Sólo, para no contrariarle, me referiré a una, entre las muchas, “duras” que le tocó afrontar, pues en ese caso, dejaba de ser la mansa y arcangélica poetisa, para convertirse toda una Olga, rusa, o Helga germánica, una tesa que, a pesar de tenerlo todo en su apacible residencia, no desdeñaba, primero, tomar su bus del Prado-Boston, y caminar, haciendo un hito en la añorada Librería Nacional de la calle de “Jesús” hasta el paseo Bolívar y retomarlo a casa. Segundo, a pesar de su magro presupuesto luchó, para ampliarlo con justeza como una auténtica felina con tantísimos contralores y burócratas borgesianos que enfrentó con una dignidad y un carácter, que pocos le conocen, “arisco y morisco” para defender lo suyo (lo nuestro) cuidar, clasificar, hacer encuadernar, mimar y proteger periódicos, revistas especializadas, libros, y esos volúmenes y Enciclopedias especiales.

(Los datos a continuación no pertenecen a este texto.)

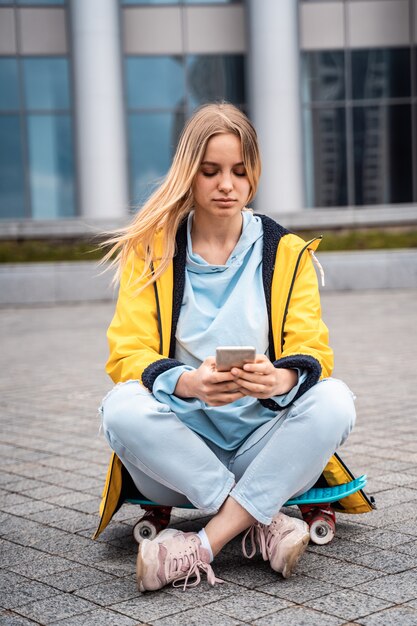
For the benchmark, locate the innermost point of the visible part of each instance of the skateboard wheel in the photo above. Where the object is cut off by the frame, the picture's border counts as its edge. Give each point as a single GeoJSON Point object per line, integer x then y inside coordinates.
{"type": "Point", "coordinates": [322, 531]}
{"type": "Point", "coordinates": [144, 529]}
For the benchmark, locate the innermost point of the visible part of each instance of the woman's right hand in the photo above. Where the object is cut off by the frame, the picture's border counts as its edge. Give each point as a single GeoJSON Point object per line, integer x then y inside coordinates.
{"type": "Point", "coordinates": [208, 385]}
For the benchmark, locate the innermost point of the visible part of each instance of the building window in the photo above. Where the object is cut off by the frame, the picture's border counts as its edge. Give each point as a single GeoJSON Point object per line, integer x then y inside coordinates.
{"type": "Point", "coordinates": [36, 147]}
{"type": "Point", "coordinates": [161, 2]}
{"type": "Point", "coordinates": [358, 126]}
{"type": "Point", "coordinates": [161, 92]}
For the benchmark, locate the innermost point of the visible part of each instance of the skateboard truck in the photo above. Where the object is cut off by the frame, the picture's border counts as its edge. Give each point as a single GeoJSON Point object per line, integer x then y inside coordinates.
{"type": "Point", "coordinates": [314, 504]}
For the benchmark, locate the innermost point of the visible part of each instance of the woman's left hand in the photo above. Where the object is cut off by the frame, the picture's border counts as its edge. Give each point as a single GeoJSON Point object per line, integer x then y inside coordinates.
{"type": "Point", "coordinates": [262, 380]}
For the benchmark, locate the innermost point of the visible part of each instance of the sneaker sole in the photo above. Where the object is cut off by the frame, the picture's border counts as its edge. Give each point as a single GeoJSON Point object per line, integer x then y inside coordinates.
{"type": "Point", "coordinates": [295, 554]}
{"type": "Point", "coordinates": [147, 550]}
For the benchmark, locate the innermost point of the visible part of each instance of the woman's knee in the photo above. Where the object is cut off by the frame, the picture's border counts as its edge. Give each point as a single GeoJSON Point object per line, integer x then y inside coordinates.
{"type": "Point", "coordinates": [331, 404]}
{"type": "Point", "coordinates": [126, 407]}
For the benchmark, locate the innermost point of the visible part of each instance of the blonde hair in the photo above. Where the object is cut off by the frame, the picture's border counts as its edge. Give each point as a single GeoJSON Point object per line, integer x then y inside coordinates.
{"type": "Point", "coordinates": [173, 200]}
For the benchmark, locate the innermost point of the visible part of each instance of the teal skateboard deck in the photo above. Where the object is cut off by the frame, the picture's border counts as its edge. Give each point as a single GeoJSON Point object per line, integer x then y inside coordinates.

Cuando manos vandálicas actuaban por allí, Meira empalidecía (“No me miréis con ira, oh fanales serenos!”) conflagrantes de verde atigrado sus de otro modo dulces y apacibles ojos de aceituna, al verlos mutilados, destrozados por lectores irresponsables que infortunadamente nunca faltan en nuestras Bibliotecas. He escrito demasiado. Fue una época de oro, de casi cuarenta años de magia, cultura, sabiduría y ternura, si las hubo, pasión, encanto, harto trabajo y mucha dulcedumbre. ¡Meira, por muchos años!

Sólo me resta, para terminar, unas palabras de agradecimiento. A Sarita Neuman, agregada cultural musical de la actual Biblioteca, quien me hizo el honor de solicitarme escribir lo que el amable lector tiene en sus manos. Y al señor Gobernador Espinosa Meola, quien con generosa preocupación y su equipo formidable, comenzando por el Dr. Diego Marín Contreras, iniciador del cambio, y la Dra. Beatriz Aguilar, mano derecha de nuestro audaz gobernante departamental, hayan hecho realidad el sueño bienamado de nuestra poetisa: Una biblioteca a la altura de las mejores, equipada con sus actuales archivos cibernéticos, que hicieron arrinconar los antiguos y añosos tarjeteros. Su impecable Página “Web”, sus conexiones con muchos otros centros educacionales de aquí y del exterior, en fin con su flamante cerebro cumputarizado que ha de tener a todos, usuarios y administradores, sonrientes y hazañosos. Muchas gracias a todos lo que tan tenazmente laboraron, por devolvernos, flamante y floreciente , el añejo epicentro (38 con 38) espiritual donde crepitaron y frutecieron tantos hito históricos imposibles de acoger aquí: (La Extensión Cultural del Historiador barranquillero Alfredo e la Espriella tuvo allí su sede largos años) mudo testigo, además, de inolvidables eventos interdisciplinarios: culturales, pedagógicos, científicos, musicales, poéticos, literarios, pictóricos, folclóricos, deportivos, en fin (el Club Departamental de Ajedrez tuvo su sede allí), que allí tuvieron su caluroso lar y bienvenida. Así tiene que ser y seguir siendo, para poder dar lustre a ese querido nombre que campea dorado en el portal de nuestra Biblioteca.